E.L. Konigsburg wrote From the Mixed-Up Files of Mrs. Basil E. Frankweiler, one of my favorite kid's books of all time. I never thought to look for other stuff by her, but at the book sale I picked a few things up and one of them was A Proud Taste for Scarlet and Miniver. (Miniver, if you are wondering, is white or light grey fur used on robes of state. The English language has, I swear, words for EVERYTHING.)

This is the story of Eleanor of Aquitaine, who is my favorite queen mostly because Katherine Hepburn plays her in A Lion in Winter, which is one of my desert island movies. (If you happen to pick that up, make sure you get the Hepburn version, not the non-canonical remake starring Glen Close.)

I am leery of history retold for children, because it tends to leave out all the interesting parts, but this book doesn't make that mistake. When Eleanor divorces the King of France to marry the future King of England (yeah, see? best queen ever), you can see it's for sex and power, and you understand the way that she mingles the two in her mind.
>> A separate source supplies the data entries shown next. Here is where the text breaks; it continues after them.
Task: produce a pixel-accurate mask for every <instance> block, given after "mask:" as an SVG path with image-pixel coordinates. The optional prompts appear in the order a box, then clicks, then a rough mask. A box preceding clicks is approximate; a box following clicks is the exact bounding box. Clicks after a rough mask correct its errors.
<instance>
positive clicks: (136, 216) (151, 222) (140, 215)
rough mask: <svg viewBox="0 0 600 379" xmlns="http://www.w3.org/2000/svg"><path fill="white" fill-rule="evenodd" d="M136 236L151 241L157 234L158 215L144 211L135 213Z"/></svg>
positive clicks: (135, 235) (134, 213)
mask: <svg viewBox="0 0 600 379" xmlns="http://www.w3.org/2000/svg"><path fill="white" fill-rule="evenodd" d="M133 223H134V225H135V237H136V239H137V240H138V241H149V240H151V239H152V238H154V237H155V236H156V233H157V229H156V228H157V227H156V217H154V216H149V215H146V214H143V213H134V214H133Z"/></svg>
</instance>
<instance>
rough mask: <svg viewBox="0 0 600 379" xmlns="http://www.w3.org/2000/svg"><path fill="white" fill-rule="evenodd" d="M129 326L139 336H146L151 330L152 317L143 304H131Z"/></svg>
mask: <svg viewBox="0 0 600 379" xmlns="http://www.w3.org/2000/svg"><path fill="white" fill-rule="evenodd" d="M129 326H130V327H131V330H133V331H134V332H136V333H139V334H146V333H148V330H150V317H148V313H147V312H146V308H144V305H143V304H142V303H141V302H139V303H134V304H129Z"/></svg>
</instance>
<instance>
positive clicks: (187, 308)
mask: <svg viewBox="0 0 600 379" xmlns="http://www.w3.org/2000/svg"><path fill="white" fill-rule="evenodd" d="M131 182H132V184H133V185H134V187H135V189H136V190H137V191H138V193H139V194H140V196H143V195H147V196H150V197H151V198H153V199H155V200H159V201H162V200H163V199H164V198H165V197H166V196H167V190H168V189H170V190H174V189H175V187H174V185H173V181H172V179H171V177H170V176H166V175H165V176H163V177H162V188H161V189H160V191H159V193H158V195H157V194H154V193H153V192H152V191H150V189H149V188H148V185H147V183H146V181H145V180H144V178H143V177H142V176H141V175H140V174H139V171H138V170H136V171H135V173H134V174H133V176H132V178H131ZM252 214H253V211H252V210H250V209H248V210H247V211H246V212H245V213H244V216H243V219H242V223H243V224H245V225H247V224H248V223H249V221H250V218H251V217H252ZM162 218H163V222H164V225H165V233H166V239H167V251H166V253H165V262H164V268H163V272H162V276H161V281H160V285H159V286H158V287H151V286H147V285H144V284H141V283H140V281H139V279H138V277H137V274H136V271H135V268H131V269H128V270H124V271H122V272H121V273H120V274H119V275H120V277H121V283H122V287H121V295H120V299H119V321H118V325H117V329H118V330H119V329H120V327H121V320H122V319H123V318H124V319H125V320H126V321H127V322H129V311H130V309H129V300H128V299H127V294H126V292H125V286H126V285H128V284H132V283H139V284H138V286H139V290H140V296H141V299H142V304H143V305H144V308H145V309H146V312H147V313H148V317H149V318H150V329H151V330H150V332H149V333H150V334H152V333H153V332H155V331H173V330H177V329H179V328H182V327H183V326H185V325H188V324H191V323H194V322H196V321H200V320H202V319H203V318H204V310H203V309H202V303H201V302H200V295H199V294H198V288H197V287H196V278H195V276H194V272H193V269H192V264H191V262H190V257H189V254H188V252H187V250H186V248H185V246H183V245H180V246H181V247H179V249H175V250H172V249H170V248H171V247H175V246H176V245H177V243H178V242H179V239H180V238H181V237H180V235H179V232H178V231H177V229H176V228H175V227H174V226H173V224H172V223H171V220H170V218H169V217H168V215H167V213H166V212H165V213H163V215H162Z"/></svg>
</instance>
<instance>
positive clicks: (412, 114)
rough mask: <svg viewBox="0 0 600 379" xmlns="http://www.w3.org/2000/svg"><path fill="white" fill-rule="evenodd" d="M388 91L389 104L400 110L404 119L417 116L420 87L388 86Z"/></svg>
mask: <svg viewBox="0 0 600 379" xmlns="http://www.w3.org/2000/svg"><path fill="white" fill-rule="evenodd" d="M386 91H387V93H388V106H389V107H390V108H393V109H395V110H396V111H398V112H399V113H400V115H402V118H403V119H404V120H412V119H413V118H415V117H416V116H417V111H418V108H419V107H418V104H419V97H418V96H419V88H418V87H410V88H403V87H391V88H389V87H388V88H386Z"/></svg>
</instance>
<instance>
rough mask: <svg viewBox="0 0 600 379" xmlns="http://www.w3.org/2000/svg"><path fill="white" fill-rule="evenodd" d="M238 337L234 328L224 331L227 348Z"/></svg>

And Konigsburg isn't shy about describing -- not in gory detail, but she gets her point across -- some of the atrocities the French king commits in his wars.

Eleanor was exciting, brave, powerful and heartless; probably an extremely uncomfortable person to be around, but great to read about now that she's safely dead.

She is also credited with the invention of romance, if you're looking for someone to blame for that.

This book is no Mixed-Up Files, but it's not bad. It'd be a good book to pick up at your school library when you've finished your homework before everyone else and you need something to do, and also you're in fourth grade. Most adults probably won't be interested.